The Export Administration Act of 1979 banned the sale of U.S. crude abroad, except to Canada and Mexico, but the shale energy boom has since turned the North American energy market upside down in just a few years.

U.S. oil production is now rising steeply, having been falling for decades, prompting some to say shipments abroad should be considered.

"The answers have to be given by the U.S. government. I hope they are going to give the answers soon," IEA Executive Director Maria van der Hoeven said at a news conference, asked to comment on the prospect of crude exports.

"This issue is on the table.

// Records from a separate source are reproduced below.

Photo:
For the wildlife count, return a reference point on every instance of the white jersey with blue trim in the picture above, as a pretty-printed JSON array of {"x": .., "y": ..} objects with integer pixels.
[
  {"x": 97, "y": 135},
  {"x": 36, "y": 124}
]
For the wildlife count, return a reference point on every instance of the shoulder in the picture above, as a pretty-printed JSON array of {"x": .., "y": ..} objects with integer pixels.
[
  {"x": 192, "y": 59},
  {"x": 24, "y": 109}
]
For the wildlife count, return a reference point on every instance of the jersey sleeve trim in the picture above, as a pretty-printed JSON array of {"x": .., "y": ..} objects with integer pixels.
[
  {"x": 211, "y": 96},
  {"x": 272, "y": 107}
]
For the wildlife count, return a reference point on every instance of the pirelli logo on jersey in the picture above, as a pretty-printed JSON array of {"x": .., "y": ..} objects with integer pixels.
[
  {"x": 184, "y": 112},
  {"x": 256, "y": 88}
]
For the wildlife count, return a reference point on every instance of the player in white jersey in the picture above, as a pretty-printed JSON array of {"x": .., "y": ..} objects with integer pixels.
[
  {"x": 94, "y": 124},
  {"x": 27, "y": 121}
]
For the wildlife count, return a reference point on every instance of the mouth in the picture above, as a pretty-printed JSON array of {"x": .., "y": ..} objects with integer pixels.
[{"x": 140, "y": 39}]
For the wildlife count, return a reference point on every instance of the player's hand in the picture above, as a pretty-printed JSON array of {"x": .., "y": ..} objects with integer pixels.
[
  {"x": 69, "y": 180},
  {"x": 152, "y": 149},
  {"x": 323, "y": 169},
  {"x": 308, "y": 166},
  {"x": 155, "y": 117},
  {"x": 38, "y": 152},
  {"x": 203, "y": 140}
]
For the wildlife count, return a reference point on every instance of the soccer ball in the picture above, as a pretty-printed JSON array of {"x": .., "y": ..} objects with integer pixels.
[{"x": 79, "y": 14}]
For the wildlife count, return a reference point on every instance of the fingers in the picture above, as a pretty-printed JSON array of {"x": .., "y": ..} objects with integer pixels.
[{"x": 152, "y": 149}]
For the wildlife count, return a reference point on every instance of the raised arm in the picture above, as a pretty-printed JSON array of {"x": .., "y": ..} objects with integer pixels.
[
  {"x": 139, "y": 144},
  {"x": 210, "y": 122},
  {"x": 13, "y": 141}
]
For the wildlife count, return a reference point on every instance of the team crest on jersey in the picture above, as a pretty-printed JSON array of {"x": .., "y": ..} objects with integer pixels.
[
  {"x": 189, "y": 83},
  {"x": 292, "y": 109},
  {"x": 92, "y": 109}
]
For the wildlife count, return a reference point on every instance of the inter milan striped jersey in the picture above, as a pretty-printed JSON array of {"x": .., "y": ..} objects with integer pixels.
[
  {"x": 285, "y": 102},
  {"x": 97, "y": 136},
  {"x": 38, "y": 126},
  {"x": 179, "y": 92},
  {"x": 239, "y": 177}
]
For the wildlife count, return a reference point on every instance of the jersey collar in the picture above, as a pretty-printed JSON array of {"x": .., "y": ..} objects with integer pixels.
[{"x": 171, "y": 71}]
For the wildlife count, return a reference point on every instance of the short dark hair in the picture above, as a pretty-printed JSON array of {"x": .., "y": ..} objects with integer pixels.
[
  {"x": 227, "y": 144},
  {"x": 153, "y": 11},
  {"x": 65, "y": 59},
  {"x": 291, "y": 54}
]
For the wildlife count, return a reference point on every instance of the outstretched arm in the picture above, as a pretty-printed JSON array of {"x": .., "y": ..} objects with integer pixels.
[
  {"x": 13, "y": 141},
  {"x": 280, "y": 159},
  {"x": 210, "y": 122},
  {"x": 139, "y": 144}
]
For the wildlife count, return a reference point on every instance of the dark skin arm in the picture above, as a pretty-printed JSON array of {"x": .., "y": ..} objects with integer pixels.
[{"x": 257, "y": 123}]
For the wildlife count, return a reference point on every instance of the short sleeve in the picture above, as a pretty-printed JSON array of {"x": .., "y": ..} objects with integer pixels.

I think it has to be addressed because if there are no export licenses for crude, then the industry will find different ways, as they are looking for now already with processed, half-processsed products, things like that."

Earlier this year, she wrote in the Financial Times that laws restricting exports of U.S. crude oil could cap the recent surge in domestic output.

The IEA, which advises the United States and 27 other industrialized countries, earlier on Tuesday forecast rising U.S. production will help meet most of the world's new oil demand in the next five years, leaving little room for the Organization of the Petroleum Exporting Countries to lift supplies.

An official at oil pricing agency Platts, Jorge Montepeque, said he thought the United States would retain a less central role in setting oil price benchmarks than in the past while restrictions on crude exports remain.

European oil benchmark Brent is widely seen as the standard global oil price, having displaced than the U.S. benchmark.